コヤマ:俺の小説を読んでくれている知り合いに"音楽を作っている人だけあって、Aメロ、Bメロ、サビがあるよね""クライマックスのところは大サビで、最後にサビがあってアウトロがある。やっぱり文章にもそういう起伏、起承転結の波が表れてるよね"と言われたことがあって。それは自分も言われて初めて気付いて、たしかにそうかもしれないなと思う部分があったんですね。常に音楽を作るときも、言いたいメッセージ、伝えたいものや、このメロディを生かしたいとか――自分の表現したいものがあって、それを1番生かすためにイントロはどうしよう? AからBがあって、どうサビに持っていけばいいか? というのを考えながら作るんです。だから無意識のうちに文章を書いている最中もそう考えていて。だからそういう意味では(楽曲制作と執筆活動も)作りかたは何も変わらないなと思いました。表現が文章なのか音なのかの違いだけで。

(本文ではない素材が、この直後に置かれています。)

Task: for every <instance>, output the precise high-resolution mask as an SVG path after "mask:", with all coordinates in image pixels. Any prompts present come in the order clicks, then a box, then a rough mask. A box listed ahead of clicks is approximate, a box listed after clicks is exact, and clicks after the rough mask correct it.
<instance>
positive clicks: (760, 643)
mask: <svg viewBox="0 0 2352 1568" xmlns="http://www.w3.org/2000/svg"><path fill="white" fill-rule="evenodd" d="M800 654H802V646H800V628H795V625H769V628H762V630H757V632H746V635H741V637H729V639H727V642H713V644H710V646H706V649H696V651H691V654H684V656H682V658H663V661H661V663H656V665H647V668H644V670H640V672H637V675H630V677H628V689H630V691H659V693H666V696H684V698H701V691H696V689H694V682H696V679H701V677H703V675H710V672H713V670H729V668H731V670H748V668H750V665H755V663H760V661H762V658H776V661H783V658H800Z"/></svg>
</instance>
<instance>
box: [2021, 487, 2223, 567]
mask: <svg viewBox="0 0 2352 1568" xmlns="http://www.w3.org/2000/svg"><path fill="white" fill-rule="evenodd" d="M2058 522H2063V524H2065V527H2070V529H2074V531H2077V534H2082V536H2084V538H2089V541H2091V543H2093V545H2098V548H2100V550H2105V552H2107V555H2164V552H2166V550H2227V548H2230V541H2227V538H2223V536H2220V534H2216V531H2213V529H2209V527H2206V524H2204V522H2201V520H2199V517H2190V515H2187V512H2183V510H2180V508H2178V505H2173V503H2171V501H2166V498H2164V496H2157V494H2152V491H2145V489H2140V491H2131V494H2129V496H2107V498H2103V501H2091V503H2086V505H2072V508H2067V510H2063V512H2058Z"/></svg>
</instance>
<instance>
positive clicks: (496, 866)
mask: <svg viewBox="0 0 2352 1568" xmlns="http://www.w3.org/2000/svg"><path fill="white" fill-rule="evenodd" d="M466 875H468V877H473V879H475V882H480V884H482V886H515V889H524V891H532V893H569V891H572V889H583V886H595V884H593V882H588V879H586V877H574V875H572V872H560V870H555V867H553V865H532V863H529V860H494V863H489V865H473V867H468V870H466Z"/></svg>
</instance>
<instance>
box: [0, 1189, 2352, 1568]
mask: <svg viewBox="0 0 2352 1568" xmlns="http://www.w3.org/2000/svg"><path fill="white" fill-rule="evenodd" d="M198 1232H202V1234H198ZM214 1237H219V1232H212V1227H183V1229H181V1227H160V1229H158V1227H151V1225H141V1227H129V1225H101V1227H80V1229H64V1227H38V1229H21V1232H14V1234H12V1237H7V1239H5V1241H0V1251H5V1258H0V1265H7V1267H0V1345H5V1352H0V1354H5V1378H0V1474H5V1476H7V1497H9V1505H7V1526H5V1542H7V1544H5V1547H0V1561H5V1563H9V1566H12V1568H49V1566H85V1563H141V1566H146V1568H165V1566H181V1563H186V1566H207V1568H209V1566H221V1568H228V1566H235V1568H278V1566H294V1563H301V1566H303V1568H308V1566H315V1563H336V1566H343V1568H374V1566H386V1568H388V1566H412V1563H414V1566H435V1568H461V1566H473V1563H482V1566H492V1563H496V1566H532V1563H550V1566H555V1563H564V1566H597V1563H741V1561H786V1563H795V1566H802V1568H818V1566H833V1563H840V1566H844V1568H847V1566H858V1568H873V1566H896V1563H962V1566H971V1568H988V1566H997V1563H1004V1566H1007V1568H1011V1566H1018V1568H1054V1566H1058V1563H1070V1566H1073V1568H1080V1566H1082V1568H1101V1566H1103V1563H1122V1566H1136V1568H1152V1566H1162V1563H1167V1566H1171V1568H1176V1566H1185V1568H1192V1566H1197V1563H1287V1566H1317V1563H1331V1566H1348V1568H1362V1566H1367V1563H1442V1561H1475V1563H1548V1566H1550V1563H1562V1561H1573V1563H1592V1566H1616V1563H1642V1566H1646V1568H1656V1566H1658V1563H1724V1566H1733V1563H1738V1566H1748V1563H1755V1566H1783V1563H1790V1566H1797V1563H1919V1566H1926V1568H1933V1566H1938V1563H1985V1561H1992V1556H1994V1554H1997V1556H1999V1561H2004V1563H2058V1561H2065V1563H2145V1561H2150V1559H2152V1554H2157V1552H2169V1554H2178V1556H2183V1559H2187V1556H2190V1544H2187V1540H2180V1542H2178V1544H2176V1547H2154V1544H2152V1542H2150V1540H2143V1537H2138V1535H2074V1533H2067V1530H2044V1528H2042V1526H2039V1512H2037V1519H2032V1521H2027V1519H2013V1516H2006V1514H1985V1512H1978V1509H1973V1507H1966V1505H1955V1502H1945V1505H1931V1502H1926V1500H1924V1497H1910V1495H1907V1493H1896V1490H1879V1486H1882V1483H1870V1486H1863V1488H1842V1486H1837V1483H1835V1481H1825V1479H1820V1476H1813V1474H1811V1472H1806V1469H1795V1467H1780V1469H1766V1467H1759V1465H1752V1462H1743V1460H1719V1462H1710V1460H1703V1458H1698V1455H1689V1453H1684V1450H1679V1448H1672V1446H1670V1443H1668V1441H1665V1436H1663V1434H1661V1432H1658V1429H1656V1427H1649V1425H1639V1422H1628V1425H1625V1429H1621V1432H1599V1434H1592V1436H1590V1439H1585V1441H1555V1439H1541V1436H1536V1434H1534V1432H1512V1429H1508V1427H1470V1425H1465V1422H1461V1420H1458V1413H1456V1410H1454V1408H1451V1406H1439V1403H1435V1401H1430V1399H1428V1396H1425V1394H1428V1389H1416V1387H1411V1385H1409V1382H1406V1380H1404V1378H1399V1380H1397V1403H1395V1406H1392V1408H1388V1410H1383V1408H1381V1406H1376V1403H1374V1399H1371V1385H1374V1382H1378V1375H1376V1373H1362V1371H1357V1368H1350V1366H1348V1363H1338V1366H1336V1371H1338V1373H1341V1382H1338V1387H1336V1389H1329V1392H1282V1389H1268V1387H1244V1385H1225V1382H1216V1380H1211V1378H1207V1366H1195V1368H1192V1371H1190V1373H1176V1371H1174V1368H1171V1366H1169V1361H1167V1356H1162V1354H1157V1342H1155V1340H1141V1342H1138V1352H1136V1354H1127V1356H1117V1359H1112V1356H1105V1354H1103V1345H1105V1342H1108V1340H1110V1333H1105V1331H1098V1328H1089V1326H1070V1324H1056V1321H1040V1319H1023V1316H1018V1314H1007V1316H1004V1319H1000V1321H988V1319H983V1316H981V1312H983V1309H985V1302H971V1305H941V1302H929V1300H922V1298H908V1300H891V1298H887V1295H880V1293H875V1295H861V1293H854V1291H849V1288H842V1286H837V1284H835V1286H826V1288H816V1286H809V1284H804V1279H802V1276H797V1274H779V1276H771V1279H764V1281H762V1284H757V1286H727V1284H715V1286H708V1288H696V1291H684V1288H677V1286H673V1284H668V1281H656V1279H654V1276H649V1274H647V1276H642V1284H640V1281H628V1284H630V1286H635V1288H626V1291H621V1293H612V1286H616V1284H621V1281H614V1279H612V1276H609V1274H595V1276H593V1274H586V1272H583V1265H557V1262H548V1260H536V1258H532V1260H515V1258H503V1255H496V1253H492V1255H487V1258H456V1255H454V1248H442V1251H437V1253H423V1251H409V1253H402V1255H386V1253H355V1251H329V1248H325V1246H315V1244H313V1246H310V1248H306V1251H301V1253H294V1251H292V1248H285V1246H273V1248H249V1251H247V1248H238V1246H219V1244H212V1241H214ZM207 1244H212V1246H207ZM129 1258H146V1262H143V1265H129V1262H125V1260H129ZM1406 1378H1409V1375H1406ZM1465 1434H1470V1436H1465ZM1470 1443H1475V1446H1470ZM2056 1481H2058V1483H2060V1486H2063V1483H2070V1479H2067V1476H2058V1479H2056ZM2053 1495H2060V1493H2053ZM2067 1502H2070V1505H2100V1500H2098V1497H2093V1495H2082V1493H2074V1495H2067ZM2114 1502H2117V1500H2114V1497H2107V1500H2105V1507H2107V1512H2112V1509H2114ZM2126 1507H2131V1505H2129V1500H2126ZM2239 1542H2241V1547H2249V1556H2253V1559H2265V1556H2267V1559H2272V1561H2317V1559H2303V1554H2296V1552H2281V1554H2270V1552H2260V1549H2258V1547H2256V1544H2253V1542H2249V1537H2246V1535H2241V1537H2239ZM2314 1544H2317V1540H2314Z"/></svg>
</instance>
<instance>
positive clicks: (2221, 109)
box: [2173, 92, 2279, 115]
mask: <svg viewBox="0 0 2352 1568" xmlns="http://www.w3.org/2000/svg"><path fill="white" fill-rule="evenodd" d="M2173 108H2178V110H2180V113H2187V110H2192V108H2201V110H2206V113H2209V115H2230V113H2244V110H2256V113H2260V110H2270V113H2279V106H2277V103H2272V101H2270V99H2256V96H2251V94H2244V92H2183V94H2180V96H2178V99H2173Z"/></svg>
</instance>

-Lyu:Lyuの音楽はコヤマさん個人の言葉が並んでいますが、小説はいかがでしょう。登場人物はコヤマさんの中に住んでいる人々なのでしょうか?

コヤマ:そうですね。特に"続"じゃない方(※処女作のこと。2013年に連載した全5回の"ディストーテッド・アガペー"と、現在連載中の"続・ディストーテッド・アガペー"がある)は、書くのが初めてのことだったので、奇をてらった設定は扱いきれないだろうなと思ったんです。だから普段から自分が接している音楽に関することでいこうと決めて。例えば("ディストーテッド・アガペー"の1話、2話である)"田中の話"はただのひとりの音楽好きとして書いたというか。昔はこのバンドのことが好きだったけど今は聴かなくなってしまったとか、好きすぎて妄信するあまり自分の想像と違うことをされてすごくがっかりした経験がたくさんあったので、まずはそれを素直に出そうと。この登場人物たちは好きでいたいものがあって、嫌いになりたくないものがたくさんあるんだけど、どこかでそれが歪んでしまって......自分が思うように愛情を向けることができなくて。漠然とそういう人の話を書きたいなと思ったんですよね。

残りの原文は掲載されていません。